With this now a possibility it means R-Comp are able to offer their ARMini computers with an internal CD/DVD drive, fully functional on RISC OS. With an optical drive in the computer, discs are able to be read just as they would be on any other RISC OS machine equipped with an optical drive: by way of the CDFS icon on the icon bar – and written to, if you have the latest version of CDVDBurn from Steffen Huber.

“Despite the small size of the chassis,” explains Andrew Rawnsley, “the ARMini is able to house 3 (or more) internal devices – the main boot drive, a secondary hard disc (or, more often, solid state disc) and an optical (CD/DVD) drive. That’s not to mention the standard SD/MMC card reader that is also present. That’s a lot of functionality, in a small box!”

Being housed internally, Andrew informs me that this won’t affect the number of external connections for the ARMini “because there are enough free spaces on the internal USB to drive all the bits – flash drive, SSD/HDD (2 if necessary), CD/DVD drive, 2x front ports, card reader. The hubs have 7 ports + uplink.”

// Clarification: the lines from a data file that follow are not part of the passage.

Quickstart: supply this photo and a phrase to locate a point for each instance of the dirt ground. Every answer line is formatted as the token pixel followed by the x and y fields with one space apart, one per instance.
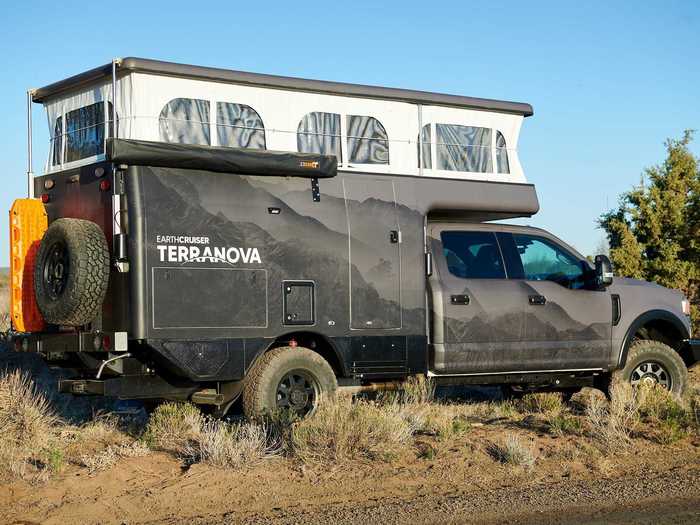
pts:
pixel 460 485
pixel 458 482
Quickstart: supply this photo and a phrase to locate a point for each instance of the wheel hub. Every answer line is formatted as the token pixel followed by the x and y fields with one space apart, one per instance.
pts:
pixel 55 272
pixel 651 373
pixel 297 391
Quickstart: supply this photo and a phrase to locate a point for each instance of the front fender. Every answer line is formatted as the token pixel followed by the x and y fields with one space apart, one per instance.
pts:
pixel 643 319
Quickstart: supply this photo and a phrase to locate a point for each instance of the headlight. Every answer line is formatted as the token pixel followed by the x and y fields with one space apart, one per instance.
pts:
pixel 685 306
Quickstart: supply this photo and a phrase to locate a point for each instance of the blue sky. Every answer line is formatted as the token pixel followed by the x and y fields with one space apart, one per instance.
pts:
pixel 609 81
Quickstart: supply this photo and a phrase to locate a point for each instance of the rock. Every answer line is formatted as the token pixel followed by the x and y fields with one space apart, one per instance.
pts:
pixel 586 397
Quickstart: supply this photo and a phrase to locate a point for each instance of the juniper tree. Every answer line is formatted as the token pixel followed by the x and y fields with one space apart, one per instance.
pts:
pixel 654 233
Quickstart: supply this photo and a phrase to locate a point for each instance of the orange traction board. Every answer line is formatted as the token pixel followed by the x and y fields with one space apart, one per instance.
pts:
pixel 28 222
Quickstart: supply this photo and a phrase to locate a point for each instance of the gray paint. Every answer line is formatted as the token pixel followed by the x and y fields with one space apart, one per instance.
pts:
pixel 100 74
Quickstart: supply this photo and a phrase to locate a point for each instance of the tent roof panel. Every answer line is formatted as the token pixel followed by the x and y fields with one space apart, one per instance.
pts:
pixel 278 82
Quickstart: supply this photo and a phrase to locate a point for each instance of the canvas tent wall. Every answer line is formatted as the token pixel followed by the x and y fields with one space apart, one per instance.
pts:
pixel 369 129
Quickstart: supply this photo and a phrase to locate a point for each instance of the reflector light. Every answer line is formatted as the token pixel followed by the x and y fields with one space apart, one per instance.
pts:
pixel 685 306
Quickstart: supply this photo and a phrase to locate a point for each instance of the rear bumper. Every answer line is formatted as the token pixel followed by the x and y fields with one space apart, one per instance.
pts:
pixel 693 347
pixel 48 343
pixel 128 387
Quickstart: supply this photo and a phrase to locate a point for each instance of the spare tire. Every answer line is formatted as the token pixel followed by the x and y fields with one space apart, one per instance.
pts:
pixel 71 272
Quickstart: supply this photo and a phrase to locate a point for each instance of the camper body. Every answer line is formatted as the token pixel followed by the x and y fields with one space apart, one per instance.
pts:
pixel 355 254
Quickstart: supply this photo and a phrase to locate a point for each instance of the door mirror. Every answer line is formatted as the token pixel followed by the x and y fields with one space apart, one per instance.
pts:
pixel 603 271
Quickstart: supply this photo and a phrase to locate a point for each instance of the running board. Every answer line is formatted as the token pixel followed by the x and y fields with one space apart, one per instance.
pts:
pixel 556 378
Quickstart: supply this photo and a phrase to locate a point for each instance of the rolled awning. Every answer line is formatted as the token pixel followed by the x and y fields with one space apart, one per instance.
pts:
pixel 224 160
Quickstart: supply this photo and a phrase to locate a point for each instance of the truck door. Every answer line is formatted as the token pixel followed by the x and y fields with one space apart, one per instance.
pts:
pixel 477 312
pixel 375 253
pixel 567 324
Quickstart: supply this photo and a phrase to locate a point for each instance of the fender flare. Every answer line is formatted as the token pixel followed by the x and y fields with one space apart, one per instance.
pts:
pixel 646 317
pixel 342 372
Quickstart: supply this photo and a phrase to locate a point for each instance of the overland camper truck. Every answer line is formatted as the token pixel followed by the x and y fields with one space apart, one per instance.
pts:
pixel 204 234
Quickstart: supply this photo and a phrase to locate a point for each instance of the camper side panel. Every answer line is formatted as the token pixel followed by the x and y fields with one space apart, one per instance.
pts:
pixel 226 263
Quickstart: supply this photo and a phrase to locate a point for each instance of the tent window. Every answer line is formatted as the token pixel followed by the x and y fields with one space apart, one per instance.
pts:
pixel 501 154
pixel 185 121
pixel 319 132
pixel 57 142
pixel 426 138
pixel 85 132
pixel 463 148
pixel 368 142
pixel 239 126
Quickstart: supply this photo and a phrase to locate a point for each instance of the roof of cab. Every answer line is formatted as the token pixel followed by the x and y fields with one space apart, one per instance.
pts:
pixel 279 82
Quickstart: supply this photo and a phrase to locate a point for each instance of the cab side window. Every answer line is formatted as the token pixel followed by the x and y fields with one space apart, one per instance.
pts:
pixel 544 260
pixel 472 255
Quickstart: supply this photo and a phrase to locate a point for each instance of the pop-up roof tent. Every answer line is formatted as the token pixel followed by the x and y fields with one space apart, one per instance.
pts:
pixel 368 129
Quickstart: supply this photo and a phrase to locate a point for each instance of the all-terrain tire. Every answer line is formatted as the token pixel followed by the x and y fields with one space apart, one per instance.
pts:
pixel 71 272
pixel 654 353
pixel 261 388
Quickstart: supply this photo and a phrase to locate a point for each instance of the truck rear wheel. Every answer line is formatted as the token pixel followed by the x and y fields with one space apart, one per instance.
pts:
pixel 653 362
pixel 287 378
pixel 71 272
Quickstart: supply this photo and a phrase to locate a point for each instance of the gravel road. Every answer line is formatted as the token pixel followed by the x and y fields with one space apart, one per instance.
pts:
pixel 672 497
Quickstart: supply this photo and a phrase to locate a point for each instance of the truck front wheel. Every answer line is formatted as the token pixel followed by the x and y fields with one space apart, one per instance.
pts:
pixel 653 362
pixel 288 379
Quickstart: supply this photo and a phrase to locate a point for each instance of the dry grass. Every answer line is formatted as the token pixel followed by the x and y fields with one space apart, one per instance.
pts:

R-Comp have also updated their MusicMan software to support the ARMini now that it is able to access optical media. The software allows audio CDs to be played, with track listings and album information (which can be downloaded from the internet) and, at the click of a button, copy them to your local storage as MP3s (or other formats).

Existing ARMini owners who elected not to have a drive fitted originally, can contact R-Comp to order a simple, self-fit upgrade kit with all the necessary parts included, if desired. The kit will consist of the drive itself, an adaptor to connect the optical drive’s SATA connection to USB, a mounting kit and the necessary cable.

Another important component in all this is the version of RISC OS that includes the necessary support – and that can be downloaded by owners of the computer from the ARMini private website (for which a password and username has been supplied to those people who have bought the machine).